For posterity: I’d predicted a decrease in fertility but hadn’t put numbers on it.
Suicide rates rise, primarily in unemployed men
I linked to this study above, but for completeness:
A review found that out of 38 studies:
31 of them found a positive association between economic recession and increased suicide rates.
2 studies reported a negative association,
2 articles failed to find any association
3 studies were inconclusive.
Unfortunately they didn’t share the effect size for most of these studies. Looking at other sources (notes here), I found anywhere from a 4% increase (across Europe and the Americas during the 2008 recession) to 60% (among men in Russia during the 1991 crisis). Studies typically found a much larger effect in men than women, sometimes finding no change in the female suicide rate at all. Different studies found different effects on different age groups; these felt too subdivided to me and I ignored them. Unsurprisingly, unemployment was positive correlated with suicide.
That 60% increase in Russia corresponded to an additional 30 deaths per 100,000 people per year, at a time when the overall death rate was 1300 deaths per 100,000 people. That 4% Europe/Americas increase represents 5000 deaths total, across three continents.
For posterity: I’d predicted a rise but not the amount or demographics.

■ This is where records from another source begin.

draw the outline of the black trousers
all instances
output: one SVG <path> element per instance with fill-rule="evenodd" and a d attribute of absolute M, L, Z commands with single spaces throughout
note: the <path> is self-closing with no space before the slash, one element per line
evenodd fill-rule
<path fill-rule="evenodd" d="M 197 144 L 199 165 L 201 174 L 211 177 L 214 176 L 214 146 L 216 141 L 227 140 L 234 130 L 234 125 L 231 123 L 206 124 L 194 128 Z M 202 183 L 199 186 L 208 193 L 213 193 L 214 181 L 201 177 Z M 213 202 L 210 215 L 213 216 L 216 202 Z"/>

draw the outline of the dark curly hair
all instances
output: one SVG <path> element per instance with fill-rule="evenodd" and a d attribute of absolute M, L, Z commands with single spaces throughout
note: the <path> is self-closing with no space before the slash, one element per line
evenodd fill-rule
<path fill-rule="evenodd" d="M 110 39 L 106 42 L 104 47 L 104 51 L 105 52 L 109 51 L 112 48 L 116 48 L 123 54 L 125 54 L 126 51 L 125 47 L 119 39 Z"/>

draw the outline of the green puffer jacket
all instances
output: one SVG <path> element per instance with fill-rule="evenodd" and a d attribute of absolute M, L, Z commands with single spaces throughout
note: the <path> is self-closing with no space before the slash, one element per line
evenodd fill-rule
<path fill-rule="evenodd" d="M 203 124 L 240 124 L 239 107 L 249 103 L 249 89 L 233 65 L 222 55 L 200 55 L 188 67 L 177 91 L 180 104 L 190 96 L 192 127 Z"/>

If I lose my job, but most of the other men in my workplace and in my social environment keep theirs, that tends to have a much worse effect on my self-esteem than if all the men in my workplace lose their job because the government closed the workplace by fiat or if half of the men in my social environment lose their jobs because of a lockdown, so I would expect this recession to cause fewer suicides in the US than a typical US recession did since a persistent sense of not measuring up to the other men in my social environment is according to my understanding a major cause of suicide.
The other major cause of suicide according to my understanding is a breakdown in society: in short people need to feel like they belong—to know where they belong in the social structure, which doesn’t happen during rapid social change (whether the change is “positive” or “negative” in the long term). That explains the huge increase in suicide (and addictive behavior) in Russia in 1991. Although the lockdowns in response to the virus are causing disruptions, men know the disruptions will end and that when they do, most social arrangement will go back to the way it they were—in sharp contrast to the situation in Russia in 1991. Consequently I wouldn’t expect the lockdowns to disrupt society enough to cause a large increase in suicides.
Clarification: I think most men know or will soon enough find out, e.g., through the media that the lockdowns won’t persist past the end of next winter (Northern Hemisphere) at the latest.